Sunday, August 14, 2022

Seafloor Spreading for Dummies, the Rewrite - The Freelance Files MMCCXXXVI

Convection and seafloor spreading
Convection and seafloor spreading
While we applaud the fact that someone at Leaf Group has A) realized that a large fraction of the company's content is bogus and B) enlisted "experts" to review new and rewritten content, we truly wish that some of their rewrites corrected the content instead of merely rehashing and expanding on the dumbassery that was already there. Unfortunately, that's not always true. A case in point is the work of rewrite "expert" Marina Somma and her reviewer, Sylvie Tremblay, M. Sc. Take, for example, the Sciencing.com post "What Is the Primary Force That Causes the Seafloor to Spread?"

Somma's assignment was to rewrite a 2013 post by Scott Thompson, which had failed miserably in its attempt to answer the question. According to Thompson, seafloor spreading is caused by rising magma that splits the seafloor in two. We humbly submit that rising magma is an effect of seafloor spreading, not a cause. Unfortunately, Somma seemed equally incompetent to answer the question – in fact, she didn't answer it – something we knew almost immediately when we read this rubbish:
"Tectonic plates are massive slabs of the lithosphere that 'float' along the molten mantle of the Earth."
The presence of the word "molten" is a dead giveaway that Somma (not to mention Tremblay) is well outside her comfort area with this topic. The mantle is not molten in any sense humans can detect; it is an extremely viscous fluid over geologic time. Think frozen peanut butter, and perhaps you'll understand "extremely viscous fluid." So let's look at a few of the other interesting things Marina had to say...
  • "The seafloor shifts and changes, particularly in certain regions where separate tectonic plates meet." – Other than where "separate tectonic plates meet" – a clumsily redundant construction – the seafloor is pretty much inert.
  • "Oceanic boundaries that move away from one another result in seafloor spreading." – Well, actually those are tectonic plate boundaries, and are not necessarily within oceans. Think East Africa Rift, which will someday millions of years hence be the center of a new ocean.
  • "Two sections of the seafloor spread away from one another. This occurs through the movement and shifting of the tectonic plates under the ocean. " – Somma was getting close: now is where she should explain the cause of that "movement and shifting"; ostensibly the reason she wrote this dreck.
  • "When two tectonic plates move away from one another, they leave a gap for the molten rock in the mantle to rise to the surface. " – It's even more complicated: the release of pressure by thinning of the crust causes melting of the mantle, which rises due to buoyancy.
Marina went on from this point to discuss rates of spreading (not germane to the question) and the two other types of plate boundaries (also not germane). So, did she ever answer the original question?

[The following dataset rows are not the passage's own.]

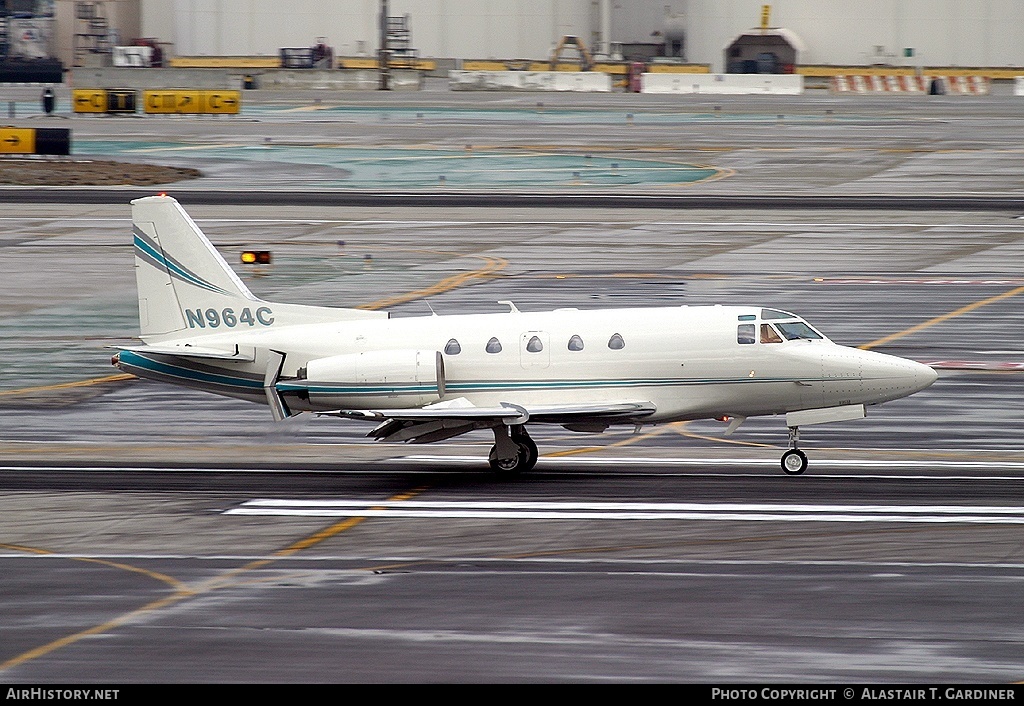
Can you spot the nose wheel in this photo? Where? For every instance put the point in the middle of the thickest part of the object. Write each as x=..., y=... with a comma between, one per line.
x=794, y=460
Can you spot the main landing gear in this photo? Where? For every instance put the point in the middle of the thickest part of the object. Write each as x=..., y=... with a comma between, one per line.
x=794, y=460
x=513, y=453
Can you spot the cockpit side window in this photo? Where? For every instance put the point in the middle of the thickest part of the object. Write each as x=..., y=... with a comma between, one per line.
x=769, y=334
x=794, y=330
x=744, y=333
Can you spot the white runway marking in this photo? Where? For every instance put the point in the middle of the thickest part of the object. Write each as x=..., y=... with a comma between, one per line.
x=634, y=511
x=887, y=463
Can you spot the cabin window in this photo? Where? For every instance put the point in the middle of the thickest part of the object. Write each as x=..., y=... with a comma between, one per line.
x=769, y=335
x=798, y=329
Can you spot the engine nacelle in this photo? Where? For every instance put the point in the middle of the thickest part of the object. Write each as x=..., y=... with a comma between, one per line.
x=410, y=377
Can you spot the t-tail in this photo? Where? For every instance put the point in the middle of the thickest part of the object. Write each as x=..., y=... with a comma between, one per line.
x=185, y=288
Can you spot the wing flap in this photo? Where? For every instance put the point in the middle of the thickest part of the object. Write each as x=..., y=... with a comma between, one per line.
x=507, y=412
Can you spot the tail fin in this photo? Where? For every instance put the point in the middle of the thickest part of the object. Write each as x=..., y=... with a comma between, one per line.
x=185, y=286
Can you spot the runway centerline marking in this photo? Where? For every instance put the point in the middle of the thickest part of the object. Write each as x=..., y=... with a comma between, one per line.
x=418, y=509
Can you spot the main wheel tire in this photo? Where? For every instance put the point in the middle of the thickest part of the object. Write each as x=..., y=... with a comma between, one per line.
x=794, y=462
x=526, y=443
x=510, y=467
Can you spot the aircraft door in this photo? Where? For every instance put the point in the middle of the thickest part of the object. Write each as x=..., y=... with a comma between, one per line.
x=535, y=349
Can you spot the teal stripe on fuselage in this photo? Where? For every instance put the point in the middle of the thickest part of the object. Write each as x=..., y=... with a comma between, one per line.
x=498, y=386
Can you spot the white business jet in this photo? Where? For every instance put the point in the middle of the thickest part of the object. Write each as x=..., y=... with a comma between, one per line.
x=430, y=378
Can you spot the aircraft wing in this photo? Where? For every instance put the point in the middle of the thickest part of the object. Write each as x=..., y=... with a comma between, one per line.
x=443, y=420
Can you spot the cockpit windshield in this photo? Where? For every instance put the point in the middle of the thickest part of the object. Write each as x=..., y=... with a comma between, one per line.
x=790, y=325
x=797, y=329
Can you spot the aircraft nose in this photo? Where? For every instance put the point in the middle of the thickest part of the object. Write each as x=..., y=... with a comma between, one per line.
x=919, y=375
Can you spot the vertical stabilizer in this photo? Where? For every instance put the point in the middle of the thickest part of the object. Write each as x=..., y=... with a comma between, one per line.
x=176, y=267
x=185, y=288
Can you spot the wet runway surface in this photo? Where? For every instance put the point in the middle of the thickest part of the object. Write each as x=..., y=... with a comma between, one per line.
x=150, y=534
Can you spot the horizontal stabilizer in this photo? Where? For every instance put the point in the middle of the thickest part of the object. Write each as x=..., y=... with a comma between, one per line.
x=243, y=354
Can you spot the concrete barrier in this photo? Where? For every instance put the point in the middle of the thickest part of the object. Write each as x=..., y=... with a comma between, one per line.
x=589, y=81
x=724, y=84
x=347, y=79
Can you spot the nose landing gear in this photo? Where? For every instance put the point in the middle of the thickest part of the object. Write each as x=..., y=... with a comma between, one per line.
x=794, y=460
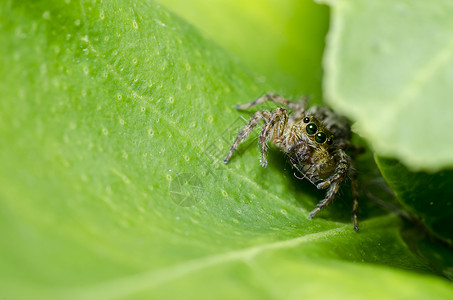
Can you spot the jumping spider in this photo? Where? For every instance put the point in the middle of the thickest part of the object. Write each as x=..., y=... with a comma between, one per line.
x=314, y=140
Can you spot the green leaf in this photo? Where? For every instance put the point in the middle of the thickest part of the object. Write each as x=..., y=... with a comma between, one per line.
x=388, y=66
x=427, y=196
x=282, y=40
x=113, y=120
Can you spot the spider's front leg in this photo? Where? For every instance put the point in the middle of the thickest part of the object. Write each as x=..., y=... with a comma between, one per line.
x=344, y=167
x=273, y=130
x=245, y=132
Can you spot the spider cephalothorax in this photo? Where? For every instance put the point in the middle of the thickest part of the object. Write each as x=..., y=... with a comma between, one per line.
x=314, y=141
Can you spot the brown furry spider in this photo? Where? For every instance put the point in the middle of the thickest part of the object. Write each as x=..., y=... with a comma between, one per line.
x=307, y=137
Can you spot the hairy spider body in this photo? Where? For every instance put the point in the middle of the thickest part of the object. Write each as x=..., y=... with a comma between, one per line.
x=313, y=139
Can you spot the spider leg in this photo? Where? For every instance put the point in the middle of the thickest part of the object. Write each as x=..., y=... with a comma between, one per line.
x=245, y=132
x=295, y=106
x=331, y=192
x=340, y=171
x=334, y=182
x=355, y=195
x=275, y=125
x=345, y=166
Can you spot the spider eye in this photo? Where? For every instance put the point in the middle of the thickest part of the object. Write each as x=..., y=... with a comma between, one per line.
x=320, y=137
x=311, y=128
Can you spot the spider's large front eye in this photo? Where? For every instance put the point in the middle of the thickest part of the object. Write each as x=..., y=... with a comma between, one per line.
x=311, y=128
x=320, y=137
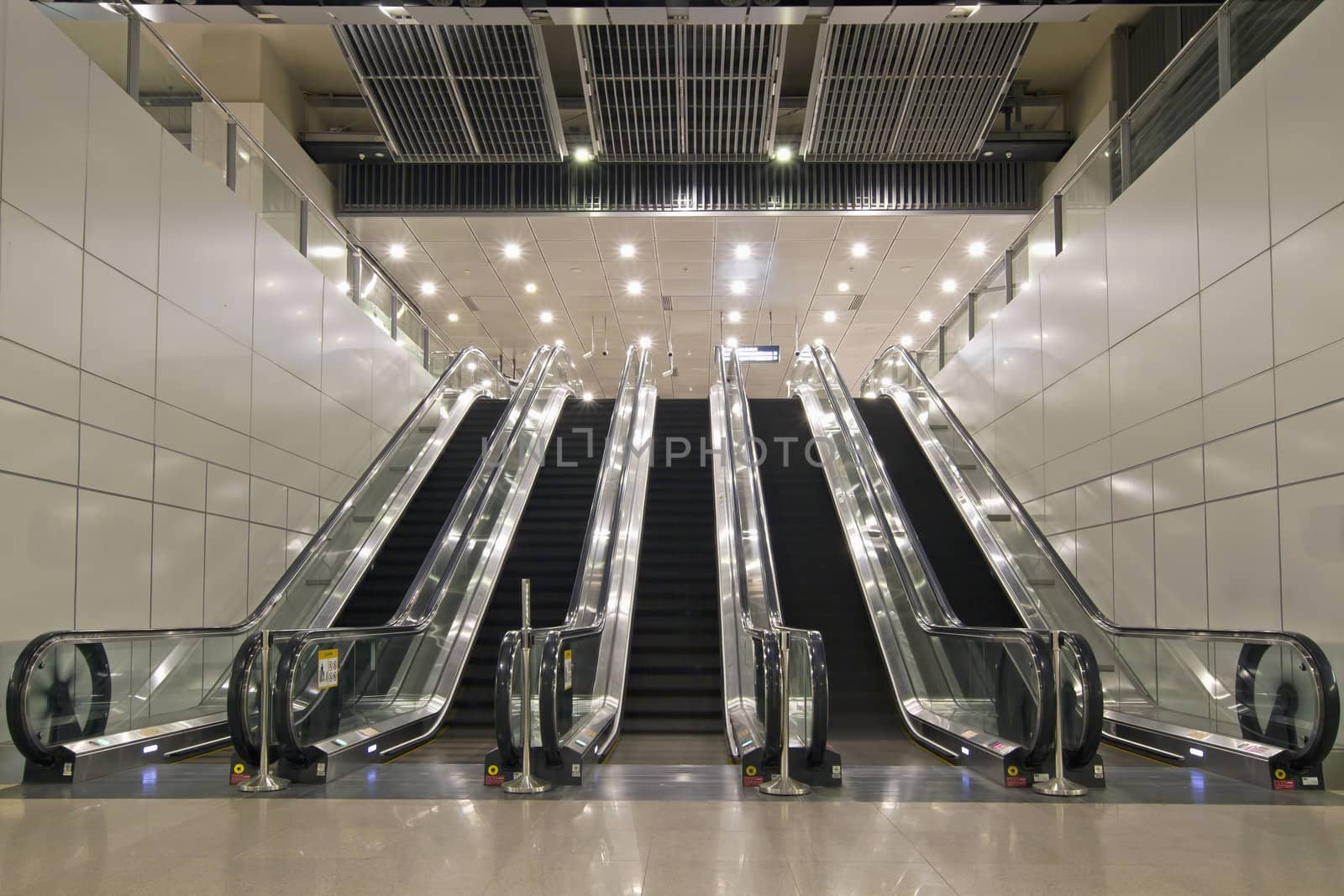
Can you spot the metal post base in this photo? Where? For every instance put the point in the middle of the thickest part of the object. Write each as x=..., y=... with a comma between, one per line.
x=784, y=786
x=1059, y=788
x=264, y=783
x=526, y=785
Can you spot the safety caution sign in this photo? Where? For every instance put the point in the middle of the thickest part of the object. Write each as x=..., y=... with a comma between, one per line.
x=328, y=668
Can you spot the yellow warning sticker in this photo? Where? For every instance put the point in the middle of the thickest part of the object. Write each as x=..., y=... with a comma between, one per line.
x=328, y=668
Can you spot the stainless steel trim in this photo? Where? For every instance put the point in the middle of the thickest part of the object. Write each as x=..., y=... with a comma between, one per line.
x=1126, y=688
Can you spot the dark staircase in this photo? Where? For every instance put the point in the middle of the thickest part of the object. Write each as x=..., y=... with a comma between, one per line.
x=546, y=548
x=675, y=679
x=389, y=577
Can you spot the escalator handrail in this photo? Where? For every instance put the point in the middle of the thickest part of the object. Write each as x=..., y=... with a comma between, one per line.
x=407, y=626
x=245, y=660
x=571, y=631
x=554, y=637
x=1093, y=705
x=20, y=730
x=1037, y=647
x=776, y=631
x=1317, y=664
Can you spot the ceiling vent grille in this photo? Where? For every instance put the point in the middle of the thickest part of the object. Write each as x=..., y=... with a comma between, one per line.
x=682, y=92
x=909, y=92
x=457, y=93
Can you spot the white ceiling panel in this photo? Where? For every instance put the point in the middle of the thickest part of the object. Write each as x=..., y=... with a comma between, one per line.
x=746, y=230
x=685, y=228
x=622, y=230
x=806, y=228
x=440, y=228
x=561, y=228
x=796, y=264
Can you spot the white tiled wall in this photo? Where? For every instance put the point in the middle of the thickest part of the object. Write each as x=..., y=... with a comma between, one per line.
x=181, y=396
x=1168, y=396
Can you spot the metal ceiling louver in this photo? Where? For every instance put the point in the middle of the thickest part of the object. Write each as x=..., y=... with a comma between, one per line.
x=909, y=92
x=457, y=93
x=682, y=92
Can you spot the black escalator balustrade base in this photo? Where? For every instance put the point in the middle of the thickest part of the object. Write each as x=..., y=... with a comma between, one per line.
x=546, y=548
x=385, y=584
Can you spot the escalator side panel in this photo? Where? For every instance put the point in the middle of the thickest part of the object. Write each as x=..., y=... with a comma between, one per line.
x=389, y=577
x=546, y=548
x=815, y=575
x=974, y=591
x=675, y=673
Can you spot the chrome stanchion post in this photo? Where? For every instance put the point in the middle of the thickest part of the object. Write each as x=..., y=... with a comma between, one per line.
x=528, y=783
x=784, y=785
x=1059, y=786
x=264, y=782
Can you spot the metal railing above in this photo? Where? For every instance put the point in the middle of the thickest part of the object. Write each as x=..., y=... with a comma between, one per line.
x=1216, y=56
x=158, y=78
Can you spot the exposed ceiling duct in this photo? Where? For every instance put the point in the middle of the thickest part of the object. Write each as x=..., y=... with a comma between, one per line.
x=909, y=92
x=457, y=93
x=685, y=92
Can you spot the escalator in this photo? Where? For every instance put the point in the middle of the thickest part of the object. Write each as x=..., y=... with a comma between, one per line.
x=82, y=705
x=675, y=685
x=383, y=586
x=819, y=589
x=546, y=548
x=974, y=590
x=1260, y=705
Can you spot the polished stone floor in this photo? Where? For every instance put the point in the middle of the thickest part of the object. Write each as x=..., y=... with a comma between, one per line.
x=638, y=829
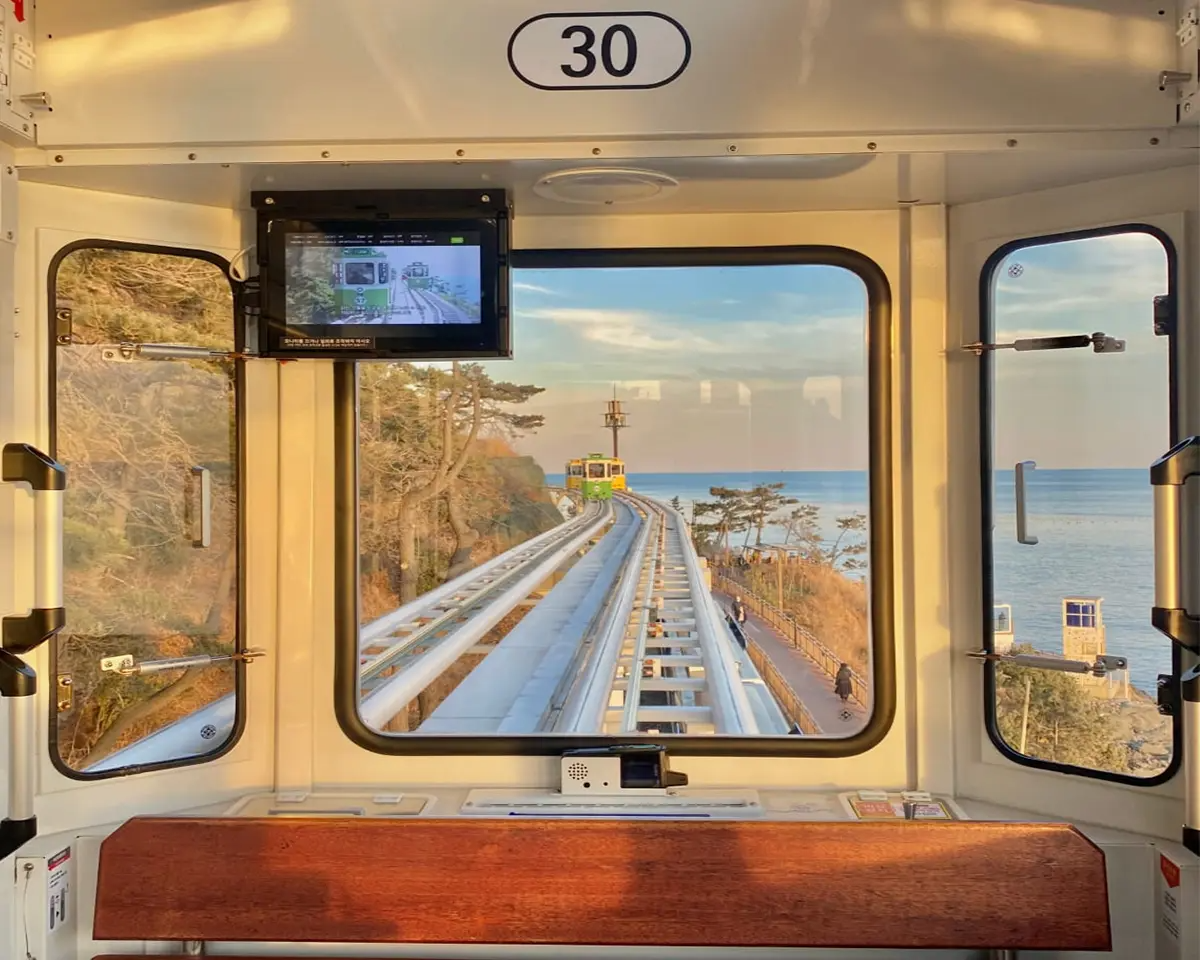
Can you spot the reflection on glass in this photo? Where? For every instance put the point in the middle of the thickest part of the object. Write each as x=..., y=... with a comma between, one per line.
x=136, y=438
x=1093, y=423
x=523, y=574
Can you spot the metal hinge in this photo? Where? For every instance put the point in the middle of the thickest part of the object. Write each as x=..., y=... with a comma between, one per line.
x=1165, y=316
x=126, y=666
x=63, y=325
x=1170, y=691
x=126, y=353
x=1098, y=342
x=1101, y=667
x=64, y=693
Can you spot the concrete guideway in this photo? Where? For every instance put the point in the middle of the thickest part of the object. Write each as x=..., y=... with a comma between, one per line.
x=810, y=684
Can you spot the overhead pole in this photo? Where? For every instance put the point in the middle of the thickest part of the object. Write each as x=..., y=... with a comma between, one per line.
x=616, y=419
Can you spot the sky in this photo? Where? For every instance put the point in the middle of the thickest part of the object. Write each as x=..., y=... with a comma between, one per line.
x=720, y=369
x=762, y=369
x=1075, y=408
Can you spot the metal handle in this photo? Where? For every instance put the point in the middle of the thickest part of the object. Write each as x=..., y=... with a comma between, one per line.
x=23, y=463
x=202, y=532
x=1023, y=534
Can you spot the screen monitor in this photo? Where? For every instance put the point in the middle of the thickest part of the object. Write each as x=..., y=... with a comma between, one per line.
x=408, y=277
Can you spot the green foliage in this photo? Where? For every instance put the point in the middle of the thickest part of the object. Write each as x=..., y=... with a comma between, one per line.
x=1065, y=723
x=310, y=289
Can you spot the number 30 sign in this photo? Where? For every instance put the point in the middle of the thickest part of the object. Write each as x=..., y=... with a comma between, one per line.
x=599, y=51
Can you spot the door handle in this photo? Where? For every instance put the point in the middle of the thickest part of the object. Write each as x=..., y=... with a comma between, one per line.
x=1168, y=475
x=202, y=529
x=1023, y=533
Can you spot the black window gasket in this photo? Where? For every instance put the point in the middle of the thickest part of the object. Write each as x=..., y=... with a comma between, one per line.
x=346, y=603
x=987, y=331
x=239, y=723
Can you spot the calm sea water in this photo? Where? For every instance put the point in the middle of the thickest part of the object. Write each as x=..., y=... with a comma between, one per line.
x=1095, y=533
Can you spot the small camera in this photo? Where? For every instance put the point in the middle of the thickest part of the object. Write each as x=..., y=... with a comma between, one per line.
x=634, y=768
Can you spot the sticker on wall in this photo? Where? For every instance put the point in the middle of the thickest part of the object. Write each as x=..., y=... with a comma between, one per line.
x=58, y=889
x=599, y=51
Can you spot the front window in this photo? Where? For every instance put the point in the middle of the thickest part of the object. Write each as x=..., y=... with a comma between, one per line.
x=359, y=274
x=493, y=606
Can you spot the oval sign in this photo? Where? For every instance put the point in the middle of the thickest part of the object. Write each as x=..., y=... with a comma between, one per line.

Well, no. In fact, Thompson (in his now-deleted version of the "information") tangentially mentioned the force most scientists believe to cause all plate tectonics:
"Convection forms into currents that drive the tectonic plates either together or apart."
That's pretty much it: eight or so convection cells rotating within the mantle cause the overlying plates of lithosphere to move. Where two adjacent cells rotate in divergent directions, the overlying plates move apart. That causes rifting of the crust, with ensuing injection of melted mantle material into the gap. Since that material is denser than continental crust, the newly-created oceanic crust sinks as it cools, creating a basin. Over millions of years, voila: an ocean basin, with a spreading center in the middle.

It's too bad our Dumbass of the Day didn't say something like that instead of wasting more than 200 words to discuss rates of spreading and the relief of the ridges created. But what can you expect of a marine biologist trying to explain whole-earth geophysics?